# Best landscape spots in Georgia?



## Philup22 (Jul 18, 2015)

I'm from Columbus and there aren't many scenic landscape spots around here(that I can find anyway). I was wondering if anyone knows of anywhere within and hour or 2 of Columbus that I can get some good shots. I'm more than willing to hike to get there. Just point me in the right direction. I'm also thinking of making a trip to north Georgia soon so are there any specific areas that anyone can recomend there? Thanks!


----------



## leo (Jul 18, 2015)

Try Callaway Gardens


----------



## wvdawg (Jul 18, 2015)

Callaway is great!  Any of the state parks could provide some tremendous opportunities with forests, lakes, waterfalls, mountain views, etc.  Hope to see some shots posted here soon!


----------



## DSGB (Jul 18, 2015)

Some nice falls at FDR State Park, near Callaway. 






Providence Canyon isn't far down in Lumpkin. 
	

	
	
		
		

		
		
	


	




There's a waterfall on Mulberry Creek just up from Goat Rock.


----------



## Philup22 (Jul 18, 2015)

DSGB said:


> Some nice falls at FDR State Park, near Callaway.
> 
> 
> 
> ...


I was literally just looking at the pine mountain trail. I'm planning on getting up at 5 and going there. There isn't a lot of detail on how to get there on the Internet. I wish it would just give me gps coordinates. Is this where I am supposed to park?


----------



## DSGB (Jul 19, 2015)

Sorry, just saw your response. Just north of the intersection at the WJSP radio tower is the best place for Wolfden Loop and the falls.


----------



## Philup22 (Jul 19, 2015)

Thank you. I decided to sleep in so I'm going tonight!


----------



## Beaudeane (Jul 19, 2015)

Ride thru cohutta wma. Creeks, rivers, mountains, and trails. Hike to horseshoe bend & get some pics from the top looking down at the river. Plenty pretty spots all over those 96k acres. Plenty strait from the road too


----------



## rip18 (Jul 19, 2015)

Scenics take a lot more thought in the Deep South than they do in more open/mountainous country.  You've gotten some good suggestions.  There are some pretty neat rapids there in Columbus that can be "worked".  Some open ag fields, pastures & hay fields offer some "pastoral" scenes.  Good luck!


----------



## Philup22 (Jul 19, 2015)

DSGB said:


> Sorry, just saw your response. Just north of the intersection at the WJSP radio tower is the best place for Wolfden Loop and the falls.

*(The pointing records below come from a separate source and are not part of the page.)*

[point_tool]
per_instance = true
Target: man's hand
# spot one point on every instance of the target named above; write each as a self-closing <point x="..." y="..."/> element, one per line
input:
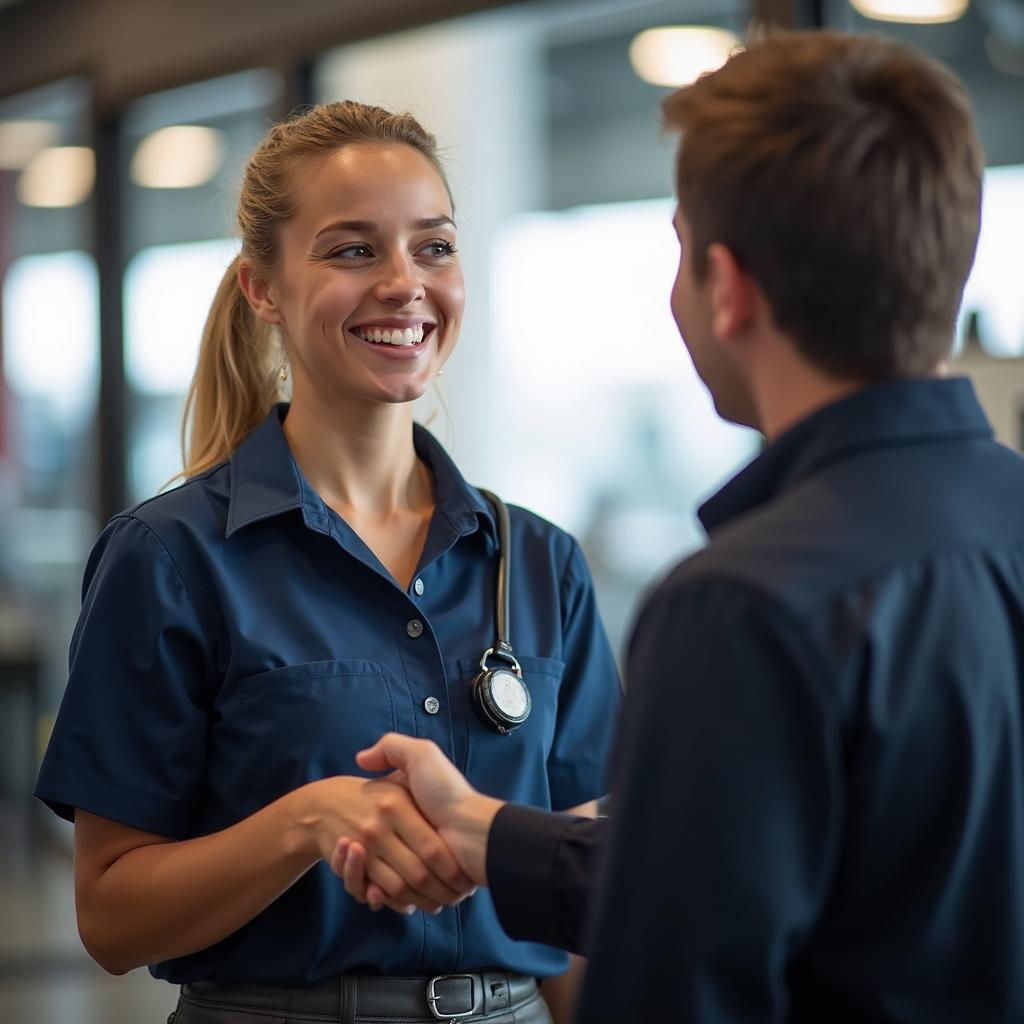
<point x="461" y="815"/>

I hiked wolfden loop this evening and was not disappointed. Got some great shots. Hopefully I'll be able to feel my legs again within the next few days. I don't do a lot of hiking, though I think I'm going to start. if you want to see the shots I got here is my Flickr link. It won't let me upload them here because the files are too big.
https://m.flickr.com/#/photos/131370307@N05/


----------



## Philup22 (Jul 19, 2015)

Beaudeane said:


> Ride thru cohutta wma. Creeks, rivers, mountains, and trails. Hike to horseshoe bend & get some pics from the top looking down at the river. Plenty pretty spots all over those 96k acres. Plenty strait from the road too



Thanks! I've been trying to plan a trip to north Georgia so I'll give that a shot when I do go


----------



## Sea dawg1978 (Jul 20, 2015)

If you get a chance to get to the coast, sunsets are pretty spectacular over the marsh. Then there is driftwood beach at Jekyll and if you can gain access to a boat St. Catherines is nice as well.


----------



## DSGB (Jul 20, 2015)

Philup22 said:


> I hiked wolfden loop this evening and was not disappointed. Got some great shots. Hopefully I'll be able to feel my legs again within the next few days. I don't do a lot of hiking, though I think I'm going to start. if you want to see the shots I got here is my Flickr link. It won't let me upload them here because the files are too big.
> https://m.flickr.com/#/photos/131370307@N05/



Awesome! You got some great shots! The lack of rain lately has the creeks low. Good excuse to make another trip when they are flowing better. It's nice to be able to cool off in the water on a hot day.


----------



## Philup22 (Jul 20, 2015)

Sea dawg1978 said:


> If you get a chance to get to the coast, sunsets are pretty spectacular over the marsh. Then there is driftwood beach at Jekyll and if you can gain access to a boat St. Catherines is nice as well.


I start school in Statesboro next month. So I'll definitely be making a few day trips over there


----------



## Philup22 (Jul 20, 2015)

DSGB said:


> Awesome! You got some great shots! The lack of rain lately has the creeks low. Good excuse to make another trip when they are flowing better. It's nice to be able to cool off in the water on a hot day.



Thank you! I'll be sure to do that. Thanks for all your help!


----------



## TrueBlueEagle (Jul 21, 2015)

Nice pics, and Hail Southern!


----------